Data engineers are taking on a more strategic role, building the infrastructure that powers intelligent systems and adapting their skills to meet the unique demands of AI. In addition to managing pipelines, they design scalable ecosystems that make machine learning faster and more efficient. As companies invest more in AI, these skills are increasingly in demand, making it important for companies to understand not just the technology but also the talent needed to build effective AI teams.
With 65% of organisations already using or exploring AI in data and analytics, investment in these technologies is creating opportunities for professionals to upskill in areas such as MLOps, cloud architecture, and real-time data processing. These technical skills, combined with strong collaboration and problem-solving capabilities, enable data engineers to work more effectively with product teams and business stakeholders.
Here’s how data engineers are driving AI projects from concept to production.
1. Designing the AI data pipeline
Every AI project relies on a strong data pipeline, which automates the process from gathering data to training models. Data engineers rely on tools such as Apache Airflow and Prefect to automate workflow scheduling and handle dependencies. For real-time applications, Apache Kafka and AWS Kinesis support high-throughput data streaming. Well-designed pipelines help organisations use their data effectively, ensuring AI projects run smoothly and deliver tangible business outcomes.
The ability to design these pipelines also requires strong coding skills in Python, SQL, and occasionally Scala, as well as familiarity with distributed systems, and a deep understanding of data modelling and optimisation. Once the architecture is in place, the next challenge is making the data itself ready for machine learning.
2. Preparing data for machine learning
Before a model can learn, its data needs cleaning, transformation, and enrichment. To structure raw inputs into model-ready datasets, professionals use tools like Apache Spark, dbt, and Pandas, to carry out tasks such as feature engineering, data normalisation, and outlier detection.

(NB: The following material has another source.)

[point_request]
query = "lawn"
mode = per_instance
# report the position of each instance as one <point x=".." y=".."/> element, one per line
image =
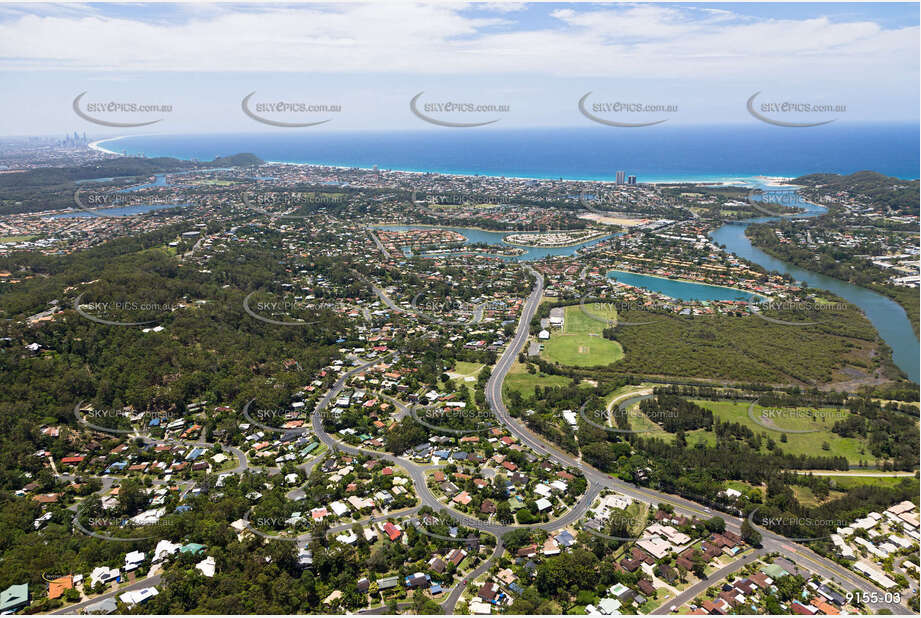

This stage demands precision and curiosity. Engineers work closely with data scientists to understand what features the model needs and ensure they’re derived from trustworthy, up-to-date sources. It’s this combination of technical skill and teamwork that allows technology companies to turn data into insights efficiently.
However, preparing data at scale brings unique challenges, which is why modern ETL approaches are key to delivering effective solutions.
3. Scaling data workflows with modern ETL
As the scale and complexity of AI increase, traditional Extract, Transform, Load (ETL) for AI/ML workflows have also evolved. Due to this, the focus has shifted to building flexible, cloud-native systems using platforms such as Databricks, Snowflake, and Google BigQuery. These tools are capable of handling both structured and unstructured data at scale.
They also manage dynamic schema changes, continuous data integration, and performance tuning skills that go beyond legacy ETL and into the territory of modern platform engineering.
Charlie Adey, our Consultant for the US market, notes that in finance, AI and machine learning (AI/ML) are seen as powerful complements to traditional analysis. Hedge fund managers, for example, use AI/ML to spot patterns in large datasets, enhance predictive models, and optimise trade execution. Companies benefit most when their teams include experts who understand MLOps workflows, ensuring AI models remain reliable and scalable and deliver business impact.
With this infrastructure in place, the final step is ensuring models move smoothly from development into production and stay reliable there.
4. Embedding pipelines into MLOps for production
MLOps has expanded the role of data engineers to include deploying, monitoring, and retraining models automatically, often with the help of tools like MLflow, DVC, and Kubeflow.
They also work with containerisation platforms like Docker, define infrastructure as code via Terraform, and contribute to version control systems for both data and models, bridging development and operations in machine learning environments.
Hiring managers should prioritise candidates who understand MLOps workflows, as these professionals ensure AI models remain reliable and scalable, directly impacting business outcomes.
By integrating data engineering into MLOps, organisations can maintain high-performing AI systems that adapt to changing data, business needs, and market conditions.